Senacka Komisja Budżetu i Finansów Publicznych podczas dzisiejszego posiedzenia rekomendowała Senatowi odrzucenie poprawek do Prawa telekomunikacyjnego dotyczących trybu powoływania Prezesa Urzędu Komunikacji Elektronicznej. Nowelizacja eliminuje Senat z procedury wyłaniania Prezesa UKE.

Przepisy przejściowe do tej nowelizacji skracają także o 1,5 roku bieżącą kadencję szefa organu regulacyjnego. Jutro plenarne posiedzenie izby wyższej zadecyduje ostatecznie o losie tej poprawki, ale wydaje się ono przesądzone. Niemniej prawdopodobne, że Sejm odrzuci potem poprawkę Senatu.

Jednocześnie dzisiaj po rynku telekomunikacyjnym i mediach zaczęło krążyć pismo, jakie wystosował w powyższej sprawie do ministra cyfryzacji Marka Zagórskiego unijny komisarz ds. rynku wewnętrznego Thierry Breton.

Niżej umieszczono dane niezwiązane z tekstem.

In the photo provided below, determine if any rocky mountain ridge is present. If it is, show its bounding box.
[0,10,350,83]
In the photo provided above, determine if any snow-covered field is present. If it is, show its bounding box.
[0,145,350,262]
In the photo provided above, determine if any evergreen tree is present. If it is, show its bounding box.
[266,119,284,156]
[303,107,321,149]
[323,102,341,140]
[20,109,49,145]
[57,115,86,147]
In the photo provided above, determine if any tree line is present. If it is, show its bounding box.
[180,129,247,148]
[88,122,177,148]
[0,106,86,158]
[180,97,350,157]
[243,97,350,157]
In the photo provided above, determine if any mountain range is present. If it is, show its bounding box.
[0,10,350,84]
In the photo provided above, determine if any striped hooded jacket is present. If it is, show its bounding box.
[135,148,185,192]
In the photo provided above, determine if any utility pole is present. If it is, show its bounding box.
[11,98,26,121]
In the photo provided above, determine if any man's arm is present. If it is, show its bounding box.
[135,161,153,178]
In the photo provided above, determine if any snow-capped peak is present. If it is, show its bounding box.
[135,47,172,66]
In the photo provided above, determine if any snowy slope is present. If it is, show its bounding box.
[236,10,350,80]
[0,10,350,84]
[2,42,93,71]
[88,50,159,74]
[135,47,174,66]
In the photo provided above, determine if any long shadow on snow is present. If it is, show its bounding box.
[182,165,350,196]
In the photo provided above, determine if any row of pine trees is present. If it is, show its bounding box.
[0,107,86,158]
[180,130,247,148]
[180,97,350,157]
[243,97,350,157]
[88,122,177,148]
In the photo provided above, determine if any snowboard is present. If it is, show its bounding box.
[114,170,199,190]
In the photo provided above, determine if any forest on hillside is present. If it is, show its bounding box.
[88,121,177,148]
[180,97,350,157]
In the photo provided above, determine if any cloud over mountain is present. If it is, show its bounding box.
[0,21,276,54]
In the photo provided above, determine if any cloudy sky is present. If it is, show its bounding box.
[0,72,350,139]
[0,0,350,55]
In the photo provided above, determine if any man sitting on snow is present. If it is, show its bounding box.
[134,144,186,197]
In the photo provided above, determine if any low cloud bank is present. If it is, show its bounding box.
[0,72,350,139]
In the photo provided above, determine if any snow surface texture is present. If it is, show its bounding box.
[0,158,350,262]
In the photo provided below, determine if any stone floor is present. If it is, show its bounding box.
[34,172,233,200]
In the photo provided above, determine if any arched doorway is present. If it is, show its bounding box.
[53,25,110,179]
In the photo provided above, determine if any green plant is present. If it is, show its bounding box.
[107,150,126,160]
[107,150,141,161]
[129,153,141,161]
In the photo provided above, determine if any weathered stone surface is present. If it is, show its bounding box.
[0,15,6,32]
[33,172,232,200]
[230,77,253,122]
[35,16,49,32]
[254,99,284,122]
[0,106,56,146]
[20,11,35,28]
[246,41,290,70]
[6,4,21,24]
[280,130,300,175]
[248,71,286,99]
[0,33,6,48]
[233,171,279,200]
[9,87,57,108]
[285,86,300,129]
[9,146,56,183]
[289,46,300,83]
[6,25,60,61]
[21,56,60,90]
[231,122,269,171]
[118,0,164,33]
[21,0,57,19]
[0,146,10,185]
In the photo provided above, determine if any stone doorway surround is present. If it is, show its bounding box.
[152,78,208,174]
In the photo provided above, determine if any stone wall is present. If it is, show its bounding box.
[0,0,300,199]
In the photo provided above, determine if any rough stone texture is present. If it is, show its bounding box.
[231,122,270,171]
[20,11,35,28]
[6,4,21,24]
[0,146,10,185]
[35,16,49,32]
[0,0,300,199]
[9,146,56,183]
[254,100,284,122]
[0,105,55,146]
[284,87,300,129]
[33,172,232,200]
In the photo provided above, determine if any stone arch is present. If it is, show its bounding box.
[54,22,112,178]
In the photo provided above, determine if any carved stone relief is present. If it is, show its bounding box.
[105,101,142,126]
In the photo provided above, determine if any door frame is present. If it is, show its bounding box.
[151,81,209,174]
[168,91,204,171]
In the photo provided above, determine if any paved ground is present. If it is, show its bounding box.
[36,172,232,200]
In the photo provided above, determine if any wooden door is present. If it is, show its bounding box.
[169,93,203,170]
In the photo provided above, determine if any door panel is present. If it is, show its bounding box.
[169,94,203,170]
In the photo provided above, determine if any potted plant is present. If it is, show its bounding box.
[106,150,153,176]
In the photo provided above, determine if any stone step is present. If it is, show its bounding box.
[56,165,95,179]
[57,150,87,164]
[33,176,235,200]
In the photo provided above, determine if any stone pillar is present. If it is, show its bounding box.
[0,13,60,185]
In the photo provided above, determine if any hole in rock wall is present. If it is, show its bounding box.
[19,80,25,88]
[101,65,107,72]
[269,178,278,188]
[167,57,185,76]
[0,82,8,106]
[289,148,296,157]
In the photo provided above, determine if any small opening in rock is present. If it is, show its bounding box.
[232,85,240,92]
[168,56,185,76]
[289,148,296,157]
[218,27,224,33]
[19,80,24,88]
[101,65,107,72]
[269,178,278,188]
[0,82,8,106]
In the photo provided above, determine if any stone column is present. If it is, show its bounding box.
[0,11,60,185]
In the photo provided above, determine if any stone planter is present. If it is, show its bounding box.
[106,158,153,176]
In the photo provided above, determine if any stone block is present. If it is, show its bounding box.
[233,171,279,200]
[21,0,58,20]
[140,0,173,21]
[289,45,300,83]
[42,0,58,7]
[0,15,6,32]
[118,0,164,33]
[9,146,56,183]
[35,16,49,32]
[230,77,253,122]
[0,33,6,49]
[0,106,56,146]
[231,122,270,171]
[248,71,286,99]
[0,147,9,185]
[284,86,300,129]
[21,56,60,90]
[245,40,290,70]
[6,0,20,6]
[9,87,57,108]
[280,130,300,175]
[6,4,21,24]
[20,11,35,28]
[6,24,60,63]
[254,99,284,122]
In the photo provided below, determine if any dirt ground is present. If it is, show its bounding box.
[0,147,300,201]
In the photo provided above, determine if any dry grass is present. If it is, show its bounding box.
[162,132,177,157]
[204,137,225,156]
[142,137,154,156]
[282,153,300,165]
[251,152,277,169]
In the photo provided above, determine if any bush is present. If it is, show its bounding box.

Z pisma wynika, że jest ono następstwem rozmowy telefonicznej obu panów. Komisarz zakwestionował procedowane zmiany w polskim prawie, wskazując, że doraźne skracanie kadencji szefa urzędu regulacyjnego czyni martwą zasadę niezależności tego urzędu od władzy politycznej.

– Jakiekolwiek działanie na rzecz zwiększenia niezależności szefa krajowego urzędu regulacyjnego nie może odbijać się negatywnie na trwającej kadencji – pisze w swoim piśmie Thierry Breton, odnosząc się zapewne do oficjalnego argumentu podjęcia w ustawie (związanej z przeciwdziałaniem epidemii koronawirusa) kwestii powoływania Prezesa UKE – rząd utrzymuje bowiem, że umacnia niezależność Prezesa UKE zgodnie z duchem wdrażanego w tym roku Europejskiego Kodeksu Łączności Elektronicznej.

Skrócenie bieżącej kadencji nie było natomiast w zasadzie wyjaśniane. Niewykluczone, iż w telefonicznej rozmowie Thierry Breton usłyszał argument o podważaniu prawnych podstaw trwającej aukcji częstotliwości 3400-3800 MHz poprzez zawieszenie postępowania przez UKE, ponieważ w swoim piśmie do ministra Marka Zagórskiego stwierdził, że jeżeli Polska ma problemy z tym postępowaniem, to może zwrócić się o wsparcie merytoryczne do europejskiej Dyrekcji ds. Łączności.

Komisja Europejska nie ma formalnych narzędzi do zablokowania zmian w prawie kraju członkowskiego, chociaż może podjąć potem działania zmierzające do stwierdzenia, że uchybia ono wspólnotowemu prawu i nałożyć za to karę.

W pierwszej połowie poprzedniej dekady skracanie kadencji szefa urzędu regulacyjnego poprzez zmianę prawa konstytuującego to stanowisko (lub urząd) było częstą praktykę. Zdarzyło się także już po wstąpieniu Polski do Unii Europejskiej – w 2006 r. Niemniej Komisja Europejska jest czuła na punkcie niezależności regulatorów i już raz weszła w spór z polskim rządem o przepisy uchybiające tej zasadzie.